7.1 Example with LangChain in TypeScript

// src/routes/qa.ts (Express example)
import { Router } from 'express';
import { OpenAI } from '@langchain/openai';
import { LLMChain } from '@langchain/core/chains';
// Langtrace often provides integration-specific helpers for frameworks

const router = Router();
const llm = new OpenAI({
  modelName: 'gpt-4.1-mini',
  openAIApiKey: process.env.OPENAI_API_KEY,
});

router.post('/qa', async (req, res) => {
  try {
    const { question } = req.body;

    const chain = new LLMChain({
      llm,
      prompt: `You are a Q&A bot. Answer: {question}`,
    });

    const answer = await chain.call({ question });

    // The entire chain execution, including subcalls, can be traced by Langtrace
    res.json({ answer: answer.text });
  } catch (error) {
    console.error('Chain error:', error);
    res.status(500).json({ error: 'Chain execution failed' });
  }
});

export default router;

For DSPy, LlamaIndex, or CrewAI, follow their standard usage patterns; Langtrace supports them out of the box and can capture traces of:

  • Model calls inside pipelines
  • Tool/function calls
  • Retrieval and vector store interactions
  • Multi-step agent runs

8. Verifying traces in the Langtrace dashboard

Once your app is live and making LLM calls:

  1. Trigger a few requests from your UI, Postman, or curl.
  2. Open your Langtrace dashboard and select the project you created.
  3. You should see:
    • Parent traces for each high-level request (e.g., a chat endpoint or agent run)
    • Child traces for each LLM call, tool invocation, or vector search
    • Metrics such as:
      • Accuracy (e.g., 303 evaluations)
      • Token cost (e.g., $6,200 over a $10,000 budget)
      • Inference latency (e.g., 75 ms average, max 120 ms)
    • Trends over time as you deploy changes

Langtrace gives you everything you need out of the box to understand and improve your LLM app:

  • Track vital metrics (token cost, latency, error rate)
  • Monitor quality (accuracy, regression after releases)
  • Stay within budgets and SLAs

9. Best practices for TypeScript/Node integration

To get the most value from Langtrace in a TypeScript/Node app (Express or Next.js), keep these tips in mind:

  • Centralize initialization
    Initialize Langtrace once in a shared module that runs on the server startup, not per request.

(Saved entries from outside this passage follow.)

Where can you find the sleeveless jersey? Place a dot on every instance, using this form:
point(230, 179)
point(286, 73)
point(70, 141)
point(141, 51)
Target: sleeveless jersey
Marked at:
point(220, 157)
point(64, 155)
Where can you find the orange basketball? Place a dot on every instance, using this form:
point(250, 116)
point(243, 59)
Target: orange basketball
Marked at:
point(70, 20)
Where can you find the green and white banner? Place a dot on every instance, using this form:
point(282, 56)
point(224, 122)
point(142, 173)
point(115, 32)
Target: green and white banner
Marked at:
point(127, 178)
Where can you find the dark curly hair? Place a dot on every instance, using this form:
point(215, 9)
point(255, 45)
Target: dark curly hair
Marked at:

  • Use environment variables
    Never hardcode your Langtrace API key. Use .env and keep it out of version control.

  • Add context to traces
    Where Langtrace supports it, pass metadata such as:

    • userId
    • requestId
    • route or featureName
    • experimentVariant

    This makes it easier to slice metrics by user cohort, feature, or A/B test group.

  • Trace all critical LLM calls
    Make sure every major LLM interaction (chat, RAG responses, agents, tools) passes through code that Langtrace can observe.

  • Monitor before and after releases
    Use the dashboard to compare:

    • Accuracy before vs. after a new prompt or model
    • Cost trends vs. your budget
    • Latency distribution vs. your SLAs

10. Next steps

To continue improving your TypeScript/Node LLM app with Langtrace:

  • Explore the official documentation for the TypeScript SDK.
  • Connect framework integrations (CrewAI, DSPy, LlamaIndex, LangChain) used in your app.
  • Join the Langtrace Discord community to ask integration questions and learn from other users.

Once you’ve wired Langtrace into your Express or Next.js app, every LLM call becomes observable: you can see what’s happening, how much it costs, and how well it’s working—making it far easier to debug, optimize, and scale your AI features.